Pod-to-Service communication

When creating a new Kubernetes Service, a new virtual IP is created on your behalf. Anywhere within the cluster, traffic addressed to this virtual IP will be routed or load-balanced to the Pod or Pods associated with the Service. Kubernetes use a networking framework built in to Linux kernel called netfilter.
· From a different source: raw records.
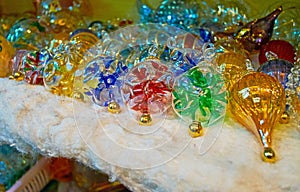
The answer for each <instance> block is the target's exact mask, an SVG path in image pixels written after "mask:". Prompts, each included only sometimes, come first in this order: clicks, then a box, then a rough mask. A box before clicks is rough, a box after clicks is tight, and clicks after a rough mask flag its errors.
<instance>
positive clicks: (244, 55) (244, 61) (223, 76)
mask: <svg viewBox="0 0 300 192" xmlns="http://www.w3.org/2000/svg"><path fill="white" fill-rule="evenodd" d="M216 63H217V65H218V68H219V70H220V72H221V73H222V75H223V78H224V82H225V86H226V89H227V90H231V88H232V86H233V85H234V84H235V82H237V81H238V80H239V79H240V78H242V77H243V76H244V75H246V74H247V73H248V72H249V71H252V70H253V67H252V65H251V63H250V61H249V60H247V57H246V56H245V55H243V54H240V53H236V52H232V51H230V52H225V53H221V54H219V55H218V56H217V58H216Z"/></svg>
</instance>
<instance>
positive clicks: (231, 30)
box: [200, 0, 250, 32]
mask: <svg viewBox="0 0 300 192" xmlns="http://www.w3.org/2000/svg"><path fill="white" fill-rule="evenodd" d="M206 9H208V8H206ZM208 10H210V12H209V13H208V14H205V15H202V17H201V18H200V19H201V20H202V23H203V24H204V23H207V22H208V20H211V21H213V22H214V23H216V24H219V25H221V26H222V27H221V31H226V32H234V31H235V30H237V28H238V27H241V26H243V24H244V23H247V22H248V18H247V17H248V16H249V12H250V6H249V4H247V2H245V1H237V0H234V1H228V0H225V1H224V0H222V1H214V5H213V6H212V8H211V9H208ZM207 18H209V19H207ZM214 32H217V31H216V30H214Z"/></svg>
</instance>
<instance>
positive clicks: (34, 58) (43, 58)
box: [18, 49, 51, 85]
mask: <svg viewBox="0 0 300 192" xmlns="http://www.w3.org/2000/svg"><path fill="white" fill-rule="evenodd" d="M49 59H51V55H50V53H49V52H48V51H47V50H45V49H43V50H39V51H32V52H28V53H27V54H26V55H25V56H24V57H23V58H22V64H21V66H20V68H19V71H18V73H20V74H22V76H24V80H25V81H26V82H27V83H29V84H32V85H44V82H43V72H44V66H45V63H46V62H47V61H48V60H49Z"/></svg>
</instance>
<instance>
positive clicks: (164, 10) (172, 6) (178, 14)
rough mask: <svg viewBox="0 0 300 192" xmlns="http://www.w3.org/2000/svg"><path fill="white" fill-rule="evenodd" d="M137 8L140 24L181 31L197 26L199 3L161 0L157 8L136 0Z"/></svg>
mask: <svg viewBox="0 0 300 192" xmlns="http://www.w3.org/2000/svg"><path fill="white" fill-rule="evenodd" d="M137 6H138V10H139V14H140V20H141V22H142V23H160V24H168V25H172V26H176V27H179V28H182V29H189V28H190V27H191V26H193V25H197V24H198V20H199V15H198V12H199V11H200V10H199V3H198V2H197V1H194V0H191V1H186V0H185V1H182V0H163V1H162V2H161V3H160V5H159V6H158V7H157V8H152V7H151V6H150V5H148V4H147V3H146V1H144V0H138V2H137Z"/></svg>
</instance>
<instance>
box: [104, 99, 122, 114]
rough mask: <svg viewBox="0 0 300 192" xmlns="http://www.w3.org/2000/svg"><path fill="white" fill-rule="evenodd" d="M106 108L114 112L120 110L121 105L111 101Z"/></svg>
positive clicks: (108, 111)
mask: <svg viewBox="0 0 300 192" xmlns="http://www.w3.org/2000/svg"><path fill="white" fill-rule="evenodd" d="M107 110H108V112H110V113H113V114H116V113H120V112H121V107H120V105H119V104H118V103H117V102H115V101H112V102H110V103H109V104H108V106H107Z"/></svg>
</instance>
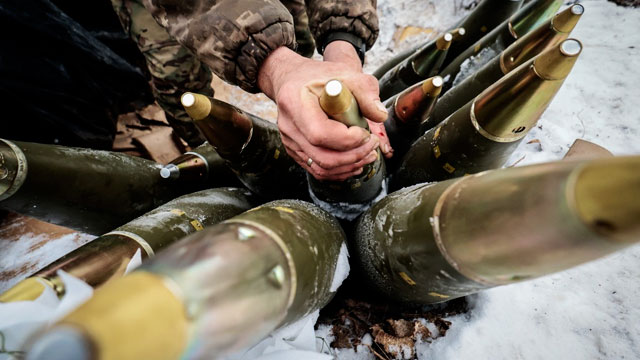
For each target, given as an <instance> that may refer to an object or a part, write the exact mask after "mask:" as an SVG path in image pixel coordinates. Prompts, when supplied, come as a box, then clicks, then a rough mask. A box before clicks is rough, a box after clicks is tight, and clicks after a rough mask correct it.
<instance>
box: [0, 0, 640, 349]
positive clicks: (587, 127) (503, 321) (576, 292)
mask: <svg viewBox="0 0 640 360" xmlns="http://www.w3.org/2000/svg"><path fill="white" fill-rule="evenodd" d="M468 2H469V1H460V0H458V1H451V0H438V1H428V0H408V1H403V0H380V1H379V4H378V7H379V12H380V15H381V34H380V38H379V40H378V42H377V44H376V46H375V47H374V48H373V49H372V51H371V52H369V53H368V55H367V56H368V60H367V64H366V66H365V70H367V71H369V72H371V71H373V70H375V68H376V67H377V66H378V65H379V64H381V63H383V62H384V61H385V60H386V59H388V58H390V57H391V56H392V55H393V54H395V53H397V51H399V50H402V49H404V48H406V47H409V46H411V45H412V44H413V43H416V42H417V41H418V40H420V39H425V38H428V37H430V36H435V33H437V32H438V31H441V30H444V29H446V28H447V27H448V26H449V25H450V24H452V23H454V22H455V21H456V19H458V18H459V17H461V16H463V15H464V13H465V11H464V10H460V5H461V4H465V3H468ZM582 3H583V4H584V5H585V14H584V16H583V17H582V19H581V21H580V23H579V24H578V26H577V28H576V29H575V31H574V32H573V34H572V37H575V38H577V39H579V40H580V41H582V42H583V44H584V51H583V53H582V55H581V57H580V59H579V60H578V62H577V64H576V66H575V68H574V70H573V72H572V74H571V75H570V76H569V78H568V79H567V81H566V83H565V85H564V87H563V88H562V89H561V91H560V92H559V94H558V95H557V97H556V98H555V100H554V101H553V102H552V104H551V106H550V107H549V108H548V110H547V111H546V112H545V114H544V115H543V117H542V119H541V120H540V122H539V126H538V127H537V128H535V129H534V130H532V131H531V133H529V135H528V136H527V138H526V139H525V141H523V143H522V145H521V146H520V147H519V148H518V150H517V151H516V153H514V155H513V156H512V158H511V159H510V160H509V164H515V163H517V165H518V166H520V165H524V164H533V163H540V162H545V161H551V160H557V159H560V158H561V157H562V156H563V155H564V153H565V152H566V151H567V149H568V147H569V145H571V143H572V142H573V141H574V140H575V139H576V138H583V139H585V140H588V141H592V142H595V143H597V144H599V145H602V146H604V147H606V148H608V149H609V150H611V151H612V152H613V153H614V154H616V155H623V154H639V153H640V111H638V110H637V109H636V107H637V106H638V105H637V104H638V100H639V99H640V85H639V84H640V59H639V55H640V33H639V30H640V28H639V27H640V25H639V24H640V9H632V8H622V7H618V6H616V5H615V4H613V3H611V2H606V1H604V0H598V1H596V0H593V1H583V2H582ZM456 9H458V10H456ZM405 26H419V27H423V28H427V31H425V32H424V33H423V34H422V35H420V36H416V37H411V38H409V39H407V40H406V41H403V42H400V43H396V42H395V41H394V40H393V35H394V33H395V32H396V30H397V29H398V28H401V27H405ZM429 29H431V32H430V30H429ZM238 94H240V93H239V92H238V93H235V92H232V93H229V94H221V96H225V97H226V98H227V101H229V102H231V103H234V104H236V105H238V106H240V107H242V108H243V109H245V110H248V111H250V112H254V113H257V114H259V115H262V116H264V117H266V118H270V119H271V120H273V119H274V118H275V107H273V106H272V105H270V104H268V103H267V102H265V101H262V102H261V103H260V104H257V105H256V104H254V101H255V98H254V97H247V96H244V95H242V94H240V95H238ZM236 95H238V96H236ZM263 100H264V99H263ZM531 140H538V141H535V142H531V143H529V144H528V142H530V141H531ZM638 201H640V199H638ZM639 221H640V219H639ZM80 239H81V240H82V242H84V241H86V240H87V239H86V238H84V237H80V238H78V239H76V241H78V240H80ZM0 241H1V242H4V243H7V241H8V239H4V238H2V239H0ZM65 242H66V243H67V245H66V246H67V248H65V249H66V250H69V249H70V247H75V246H76V245H77V244H76V245H73V243H72V242H71V241H70V239H67V240H66V241H59V242H58V243H65ZM59 249H60V248H58V249H57V250H59ZM42 250H43V251H41V252H39V253H38V254H40V255H38V256H31V259H30V260H29V261H28V262H29V263H30V264H34V263H36V262H37V263H38V264H43V263H47V262H48V261H51V260H54V259H55V258H57V257H59V256H58V255H59V254H47V253H46V252H47V251H44V250H46V249H42ZM2 251H3V253H2V255H1V256H0V260H1V261H0V272H1V271H7V270H9V269H10V268H11V267H12V266H15V265H16V263H15V262H16V261H17V260H16V259H18V258H21V257H24V256H25V255H26V254H25V252H24V251H25V247H24V246H23V247H15V248H12V247H11V246H5V247H4V248H2ZM35 258H37V261H36V259H35ZM43 259H44V260H43ZM32 266H33V265H32ZM24 275H26V274H24ZM15 280H17V279H14V281H15ZM7 285H8V283H6V282H5V283H0V291H2V290H3V288H6V286H7ZM638 299H640V246H636V247H634V248H631V249H629V250H626V251H622V252H620V253H617V254H614V255H612V256H609V257H607V258H604V259H601V260H599V261H595V262H592V263H589V264H586V265H583V266H580V267H577V268H574V269H572V270H569V271H565V272H562V273H559V274H555V275H551V276H547V277H544V278H541V279H538V280H534V281H529V282H525V283H521V284H515V285H510V286H505V287H500V288H495V289H492V290H488V291H485V292H483V293H481V294H480V295H479V296H477V297H476V298H474V300H473V302H474V303H473V309H472V310H471V311H470V312H469V313H468V314H465V315H459V316H455V317H452V318H449V319H448V320H450V321H452V326H451V329H450V330H449V332H448V333H447V335H446V336H445V337H442V338H439V339H437V340H435V341H433V342H432V343H422V344H419V345H418V347H417V355H418V358H419V359H487V358H494V359H542V358H547V359H549V358H551V359H555V358H564V359H640V325H638V324H640V302H639V301H638ZM0 320H1V319H0ZM313 321H315V320H314V319H313V317H312V318H311V323H312V322H313ZM300 329H303V330H300ZM315 336H317V337H320V338H323V339H325V341H326V342H327V343H329V342H330V341H331V334H330V331H329V329H328V328H326V327H321V328H320V329H319V330H317V331H316V333H315ZM283 338H286V339H288V340H287V341H283V340H282V339H283ZM315 340H316V339H314V334H313V332H312V327H311V326H310V323H309V322H308V321H306V320H305V321H302V322H301V323H300V324H297V325H296V326H292V327H290V328H288V329H285V331H282V332H279V333H277V334H274V336H272V337H271V338H270V339H268V340H267V341H266V342H265V343H263V344H262V349H266V350H265V351H261V352H259V353H264V352H270V354H267V355H264V356H263V357H262V359H285V358H286V357H285V356H287V355H285V354H288V356H289V358H290V359H312V358H317V359H325V358H330V356H329V355H323V354H316V355H313V356H312V355H310V353H309V352H303V351H309V350H313V349H314V348H315V349H316V350H320V351H324V352H325V353H328V352H329V351H328V350H327V347H326V346H323V343H322V342H321V341H317V342H316V344H314V343H313V342H314V341H315ZM365 342H366V340H365ZM252 354H253V355H252V356H247V357H244V359H248V358H255V356H258V355H257V354H256V353H255V352H254V353H252ZM331 354H333V355H335V357H336V358H338V359H374V358H375V357H374V355H373V354H371V353H370V352H369V351H368V350H367V348H366V347H362V346H361V347H360V349H359V352H355V351H354V350H351V349H349V350H335V349H333V350H331ZM247 355H248V354H247ZM254 355H255V356H254ZM2 358H3V355H1V354H0V359H2Z"/></svg>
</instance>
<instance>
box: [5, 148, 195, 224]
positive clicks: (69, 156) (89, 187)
mask: <svg viewBox="0 0 640 360" xmlns="http://www.w3.org/2000/svg"><path fill="white" fill-rule="evenodd" d="M161 168H162V166H161V165H159V164H156V163H155V162H152V161H149V160H145V159H141V158H137V157H133V156H129V155H125V154H120V153H113V152H108V151H98V150H90V149H80V148H68V147H63V146H56V145H43V144H36V143H27V142H18V141H15V142H11V141H8V140H0V169H2V170H0V172H1V173H2V175H1V176H0V177H2V179H1V180H0V207H2V208H5V209H8V210H12V211H15V212H17V213H20V214H24V215H29V216H32V217H35V218H37V219H39V220H42V221H46V222H50V223H53V224H57V225H62V226H66V227H69V228H71V229H75V230H79V231H83V232H86V233H90V234H96V235H99V234H103V233H105V232H107V231H109V230H112V229H114V228H116V227H118V226H120V225H122V224H124V223H126V222H127V221H130V220H131V219H134V218H136V217H138V216H140V215H142V214H144V213H145V212H146V211H149V210H151V209H153V208H156V207H158V206H159V205H162V204H164V203H165V202H167V201H169V200H171V199H173V198H175V197H176V196H179V195H181V194H184V193H185V192H189V191H191V190H192V186H190V185H189V184H187V185H184V184H181V183H180V182H176V181H172V180H169V179H163V178H162V177H161V176H160V169H161Z"/></svg>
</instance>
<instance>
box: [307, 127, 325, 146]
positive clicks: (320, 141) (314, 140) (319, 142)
mask: <svg viewBox="0 0 640 360" xmlns="http://www.w3.org/2000/svg"><path fill="white" fill-rule="evenodd" d="M305 137H306V138H307V141H309V143H310V144H311V145H313V146H320V145H323V144H324V142H325V141H326V137H325V134H324V133H323V132H322V131H319V130H315V129H312V130H310V131H309V132H307V134H306V136H305Z"/></svg>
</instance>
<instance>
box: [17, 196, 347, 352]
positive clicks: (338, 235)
mask: <svg viewBox="0 0 640 360" xmlns="http://www.w3.org/2000/svg"><path fill="white" fill-rule="evenodd" d="M344 241H345V236H344V233H343V231H342V229H341V228H340V226H339V224H338V222H337V221H336V220H335V218H333V217H331V216H330V215H329V214H328V213H326V212H324V211H322V210H320V209H318V208H316V207H315V206H313V205H311V204H309V203H304V202H301V201H295V200H285V201H275V202H272V203H269V204H266V205H263V206H261V207H258V208H256V209H253V210H251V211H248V212H246V213H244V214H241V215H239V216H236V217H234V218H233V219H230V220H228V221H225V222H223V223H221V224H219V225H216V226H213V227H210V228H207V229H205V230H204V231H201V232H198V233H195V234H192V235H191V236H189V237H187V238H185V239H183V240H182V241H180V242H178V243H176V244H174V245H172V246H171V247H170V248H168V249H166V251H164V252H162V253H161V254H158V256H156V257H155V258H154V259H152V260H151V261H150V262H148V263H146V264H145V265H143V266H142V267H141V268H139V269H138V270H136V271H134V272H132V273H131V274H130V275H127V276H125V277H124V278H122V279H118V280H114V281H112V282H110V283H108V284H106V285H105V286H103V287H102V288H100V289H98V290H97V291H96V293H95V295H94V297H93V298H92V299H90V300H89V301H88V302H87V303H85V304H84V305H83V306H81V307H80V308H78V309H77V310H76V311H74V312H73V313H71V314H70V315H69V316H67V317H66V318H64V319H62V320H61V322H60V323H58V324H56V325H54V327H53V328H52V329H50V330H49V331H48V332H46V333H44V334H42V335H41V336H39V337H38V338H37V339H36V340H35V341H34V342H33V343H32V346H31V347H30V351H29V354H28V356H29V358H30V359H46V358H47V357H46V356H47V355H48V354H49V353H48V352H47V351H46V350H49V351H51V349H55V347H56V346H60V342H59V340H58V339H59V337H60V334H61V333H62V334H66V337H65V341H66V344H67V345H66V346H67V347H68V348H69V349H71V351H72V353H74V355H75V356H76V357H74V358H76V359H89V358H91V356H93V357H94V358H99V359H102V360H115V359H117V360H133V359H136V360H137V359H154V360H155V359H160V360H161V359H177V358H192V359H196V358H211V357H212V356H213V357H219V356H222V355H224V354H227V353H229V352H233V351H238V350H242V349H245V348H247V347H249V346H251V345H253V344H255V343H256V342H258V341H259V340H260V339H262V338H263V337H264V336H266V335H267V334H269V333H270V332H271V331H273V330H275V329H276V328H278V327H280V326H283V325H286V324H289V323H292V322H294V321H296V320H297V319H299V318H300V317H302V316H304V315H307V314H309V313H311V312H313V311H315V310H317V309H319V308H321V307H322V306H324V305H326V304H327V302H328V301H329V300H330V299H331V297H332V296H333V294H334V292H335V291H336V288H337V284H334V281H335V280H336V279H334V276H335V275H336V269H337V267H338V259H339V258H340V257H342V258H343V259H342V260H344V256H346V253H345V252H346V246H345V244H344ZM338 281H339V279H338ZM87 347H88V348H90V349H92V350H93V354H91V353H90V354H85V353H86V351H84V349H86V348H87ZM74 350H75V351H74Z"/></svg>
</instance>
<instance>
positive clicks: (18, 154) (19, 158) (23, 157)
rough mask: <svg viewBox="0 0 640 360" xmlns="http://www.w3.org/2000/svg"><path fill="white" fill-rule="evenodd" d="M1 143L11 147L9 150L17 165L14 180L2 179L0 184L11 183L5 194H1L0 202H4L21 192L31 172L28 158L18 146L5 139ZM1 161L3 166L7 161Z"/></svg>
mask: <svg viewBox="0 0 640 360" xmlns="http://www.w3.org/2000/svg"><path fill="white" fill-rule="evenodd" d="M0 142H2V143H4V144H5V145H7V146H8V147H9V149H10V150H11V151H12V152H13V158H14V159H15V161H16V163H17V164H16V167H15V172H16V175H15V176H14V177H13V178H12V179H10V180H9V179H8V178H7V177H5V178H3V179H0V184H2V183H7V182H9V181H11V183H10V184H8V185H7V189H6V190H5V191H4V192H2V193H0V201H2V200H6V199H8V198H9V197H11V196H12V195H13V194H15V193H16V192H18V190H20V187H22V184H24V181H25V179H26V178H27V173H28V172H29V165H28V161H27V157H26V156H25V155H24V153H23V152H22V150H20V148H19V147H18V146H17V145H16V144H14V143H13V142H11V141H9V140H5V139H0ZM0 155H1V153H0ZM0 161H1V162H2V164H4V162H5V159H2V158H0ZM0 187H1V186H0Z"/></svg>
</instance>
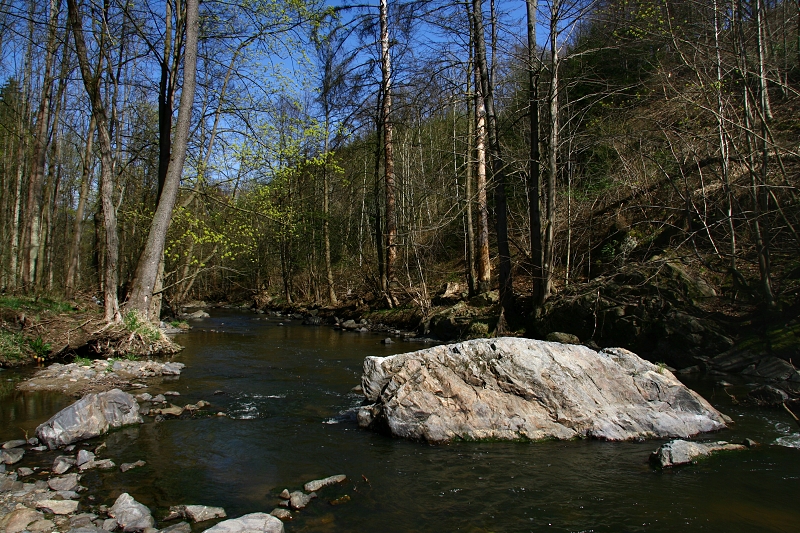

iptables is a user-space utility program that allows a system administrator to configure the IP packet filter rules of the Linux kernel firewall, implemented as different Netfilter modules. In Kubernetes, iptables rules are configured by the kube-proxy controller that watches the Kubernetes API for changes. Creation of a service or change of the pod ip will trigger iptables rules update on the host. When a traffic destined for a Service’s virtual IP is detected the kube-proxy select a random pod ip from the set of available Pods and manipulate the iptables rules to change the destination ip in the package to it. This method is called destination nat. In the return path iptables again rewrites the IP header to replace the Pod IP with the Service’s IP. The path taken by a packet through the networking stack is depicted in the figure shown below:

Pod to Service

In the iptables perspective:

iptables structure

IPVS

Since verion 1.11 Kubernetes includes a second option for load balancing. IPVS (IP Virtual Server) is also built on top of netfilter and implements load balancing as part of the Linux kernel. IPVS can direct requests for TCP- and UDP-based services to the real servers, and make services of the real servers appear as virtual services on a single IP address. When creating a Service load balanced with IPVS, three things happen: a dummy IPVS interface is created on the Node, the Service’s IP address is bound to the dummy IPVS interface, and IPVS servers are created for each Service IP address.

Pod to Service

eBPF

Some Network plugin is Kubernetes can act as a replacement for kube-proxy like Calico and Cilium. They use eBPF as a solution to solve the load-balancing problem.

What is eBPF?

eBPF is a virtual machine embedded within the Linux kernel. It allows small programs to be loaded into the kernel, and attached to hooks, which are triggered when some event occurs. This allows the behavior of the kernel to be (sometimes heavily) customized. While the eBPF virtual machine is the same for each type of hook, the capabilities of the hooks vary considerably. Since loading programs into the kernel could be dangerous; the kernel runs all programs through a very strict static verifier; the verifier sandboxes the program, ensuring it can only access allowed parts of memory and ensuring that it must terminate quickly.

eBPF dataplane attaches eBPF programs to hooks on each bridge interface as well as your data and tunnel interfaces. This allows Calico or Cilium to spot workload packets early and handle them through a fast-path that bypasses iptables and other packet processing that the kernel would normally do.